# I want to breed rats...



## Fuzzie (Apr 25, 2007)

... and I want to do it right

granted I do not own rats, but one day i want to better the pet rat species by breeding well adgusted rats with good temperament, good health history, and black eyes. 

I would greatly appreciate if anyone could give me a link to a good website on rat genetics (ie: a chart of dominant and recessive traits)

thanks!


----------



## Forensic (Apr 12, 2007)

First, find a very good breeder and ask to study under them. When they think you're ready you can buy from their stock to start.

Why black eyes, exactly? What does that have to do with anything?

Here's a genetics table. There's also a program out there... I think it's called 'hawthorn'...


----------



## Fuzzie (Apr 25, 2007)

Thanks for the link, that's exactly what I was looking for! the black eyes, lol, I just never like to think they are disadvantaged in their eyesight when they have ruby/ pink eyes.


----------



## Forensic (Apr 12, 2007)

Considering rats don't use their eyes much I don't think they're much in the way of 'disadvantaged'.

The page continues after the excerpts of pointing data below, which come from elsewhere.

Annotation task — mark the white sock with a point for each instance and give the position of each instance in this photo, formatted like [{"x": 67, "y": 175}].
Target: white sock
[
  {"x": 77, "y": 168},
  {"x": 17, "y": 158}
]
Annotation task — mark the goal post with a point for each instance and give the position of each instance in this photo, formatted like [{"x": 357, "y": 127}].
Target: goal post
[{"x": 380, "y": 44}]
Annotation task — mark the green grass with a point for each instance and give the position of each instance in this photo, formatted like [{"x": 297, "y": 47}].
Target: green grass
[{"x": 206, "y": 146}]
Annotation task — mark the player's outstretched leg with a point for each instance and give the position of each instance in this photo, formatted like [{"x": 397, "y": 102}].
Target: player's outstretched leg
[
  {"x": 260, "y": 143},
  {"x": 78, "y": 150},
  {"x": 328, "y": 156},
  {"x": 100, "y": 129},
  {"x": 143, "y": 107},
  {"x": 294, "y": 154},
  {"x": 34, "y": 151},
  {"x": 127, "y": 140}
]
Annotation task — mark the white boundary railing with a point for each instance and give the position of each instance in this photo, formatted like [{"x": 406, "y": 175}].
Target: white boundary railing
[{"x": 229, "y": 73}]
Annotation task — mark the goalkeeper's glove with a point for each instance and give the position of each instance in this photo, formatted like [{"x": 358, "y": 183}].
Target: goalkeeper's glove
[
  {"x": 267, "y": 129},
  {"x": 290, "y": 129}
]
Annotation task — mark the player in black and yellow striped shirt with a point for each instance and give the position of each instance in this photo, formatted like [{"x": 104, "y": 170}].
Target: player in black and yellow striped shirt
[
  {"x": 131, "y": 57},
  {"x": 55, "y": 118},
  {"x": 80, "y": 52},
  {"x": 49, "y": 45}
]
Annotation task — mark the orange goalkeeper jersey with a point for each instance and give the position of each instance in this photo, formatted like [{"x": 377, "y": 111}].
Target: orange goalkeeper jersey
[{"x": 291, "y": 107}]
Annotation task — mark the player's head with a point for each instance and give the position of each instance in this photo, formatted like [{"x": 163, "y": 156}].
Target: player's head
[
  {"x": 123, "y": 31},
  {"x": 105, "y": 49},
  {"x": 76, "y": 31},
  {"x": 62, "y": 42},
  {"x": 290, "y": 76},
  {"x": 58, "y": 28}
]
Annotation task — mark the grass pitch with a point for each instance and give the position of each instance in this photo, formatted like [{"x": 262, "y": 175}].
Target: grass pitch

I know you didn't mention colors, but some colors usually come with pink or ruby eyes due to the dilution.


----------



## Fuzzie (Apr 25, 2007)

nvm i found what i needed


----------



## Forensic (Apr 12, 2007)

The AFRMA Fancy Rats & Mice Site

That's what I think you're thinking of. 

It's nice that you want to do this the right way. Definitely don't hurry into this. Remember, you won't make any money, you'll lose money, and it won't be all cute rittens and happy adopters.


----------



## ladylady (Apr 5, 2007)

If you have the money to breed you should also concider fostering rescues in your area


----------



## lilspaz68 (Feb 24, 2007)

Find a proper, accredited responsible ethical breeder to mentor with. They will guide your every step. Make sure their morals/ethics are similar to yours as this is a relationship not a casual thing at all. They will help you eventually find your first breeding pair, etc. Be careful, there's a lot of people out there who talk the talk but don't walk the walk, ask questions, dig deep before you decide this is the person you want to be mentored with. Mentors often do long-distance mentoring as well, so you may never meet face to face for a long time.

Research research research before you even think of approaching a breeder. then post your questions you are having trouble with on knowledgeable ratforums like goosemoose. There's not many breeders on this forum, sorry. And remember that putting 2 rats together and having a litter does not make anyone a breeder, so stay away from people like that (BYB).


----------



## Fuzzie (Apr 25, 2007)

don't worry this is a LONG way off, I just want to begin researching this early, so I have a pretty clear understanding of dominant/ recessive. The problem with breeding is it's so easy to do it wrong! thanks again to everyone.


----------



## Poppyseed (Feb 1, 2007)

Yeah it is. I second what everyone else has said and want to add that you should never breed pet store rats or rats with unknown genetics. Always get the rat with a pedigree so you know their past history of genetics, health and temperment. Even two really awesome and healthy pet store rats could carry bad genes or show bad signs down the road you do not want to pass on.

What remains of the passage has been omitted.